En Turquie, la route vers la dictature. Une chronique de François Brousseau.
Le président turc, Recep Tayyip Erdogan, vient de prendre ses adversaires par surprise en décrétant des élections anticipées pour le 24 juin… Il veut profiter de la désorganisation de ses adversaires, après des années de répression féroce, de politique guerrière, de centralisation autoritaire et d’état d’urgence.
Il y a quinze ou même dix ans, on considérait la Turquie comme la preuve de la compatibilité entre État démocratique et majorité musulmane. Depuis le début des années 2010, à coups de purges massives, de mesures «islamistes» (sur l’alcool, le statut des femmes), d’attaques contre la laïcité, la presse indépendante et les Kurdes, c’est une régression ininterrompue.

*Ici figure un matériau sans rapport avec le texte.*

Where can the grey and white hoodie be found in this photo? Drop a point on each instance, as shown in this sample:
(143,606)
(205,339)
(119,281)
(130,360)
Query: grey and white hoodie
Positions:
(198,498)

Régression accentuée par le coup d’État avorté de l’été 2016, dont on ne sait toujours pas si c’était un coup monté ou une authentique attaque d’une partie de l’armée, avec des complicités étrangères.
Pourquoi cette précipitation électorale, un an et demi avant l’échéance normale? Pour assommer des adversaires à terre… mais aussi pour profiter au plus vite du nouveau système présidentiel : abolition du poste de premier ministre, quasi pleins pouvoirs au président sur une foule de sujets (nomination des juges, décrets-loi, etc.).
Erdogan espère aussi surfer sur la vague de patriotisme turc et antikurde, après l’intervention militaire des derniers mois dans le NordOuest syrien contre les Kurdes. Une opération d’une féroce cruauté contre les civils: Bachar al-Assad n’est certes pas l’unique bourreau actif en territoire syrien !
Il y a aussi l’économie. Malgré une bonne croissance l’an dernier, alimentée par de fortes dépenses publiques, les nuages sont de retour. La monnaie baisse continuellement: moins 15% par rapport à l’euro en trois mois, moins 50 % au cours des deux dernières années.
Après toutes les dépenses populistes d’Erdogan, y compris pour son extraordinaire palais présidentiel à Ankara (un demi-milliard d’euros selon Le Monde), les finances publiques sont dans un état déplorable. La dette publique turque est aujourd’hui considérée comme spéculative et indésirable…
Tout cela commence à faire pas mal de raisons pour anticiper les élections avant que tout ne s’aggrave, que les guerres ne tournent mal et que le peuple des campagnes (soutien traditionnel d’Erdogan) ne commence à souffrir économiquement et à changer d’idée…
En route vers la dictature, la Turquie n’y est pas tout à fait. La course électorale, à l’orée du 24 juin, n’est pas sans obstacles.
L’AKP, le Parti de la justice et du développement, a été échaudé par sa victoire étriquée de 2017 — il y a tout juste un an — au référendum constitutionnel. Le OUI avait obtenu officiellement 51,5%… mais une fraude bien calibrée avait «aidé la nature» à franchir la barre des 50%.
Aujourd’hui, les sondages — parce qu’il y en a encore — donnent M. Erdogan et son parti plus près des 40% que des 50%… Cela reste appréciable, assez pour gagner des législatives, et probablement pour remporter une présidentielle au second tour.
D’autant que l’AKP n’est pas seul. Le parti ultranationaliste MHP (Parti d’action nationaliste), qui avait fait 12% aux élections de novembre 2015, va aux élections de concert avec lui (malgré une scission dans ses rangs). Il y a aussi le CHP, le Parti républicain du peuple, héritier de la tradition laïciste de Mustapha Kemal… qui reste assis, bon an mal an, sur un quart des suffrages exprimés.
Et il y a finalement le parti pro-kurde, le Parti démocratique des peuples (HDP), qui avait créé la surprise en 2015… Se positionnant comme formation «pro-minorités», il a beaucoup souffert de l’état d’urgence et de la furie du président… Parmi ses 59 députés élus en novembre 2015, neuf sont aujourd’hui en prison, dont l’exchef, le populaire Selahattin Demirtas.
Malgré les menaces continuelles et les arrestations massives, le HDP n’a pas encore été interdit. Ayant obtenu 10,8% aux législatives de novembre 2015, il est menacé par le système électoral, qui met justement le seuil de la représentation… à 10% des suffrages exprimés!
Le 24 juin, la survie ou non de ce parti sera un test crucial de ce qui reste de résistance démocratique en Turquie.
Sur les traces de Vladimir Poutine et de Viktor Orban, Erdogan a gagné plusieurs manches. Mais la partie n’est pas finie en Turquie.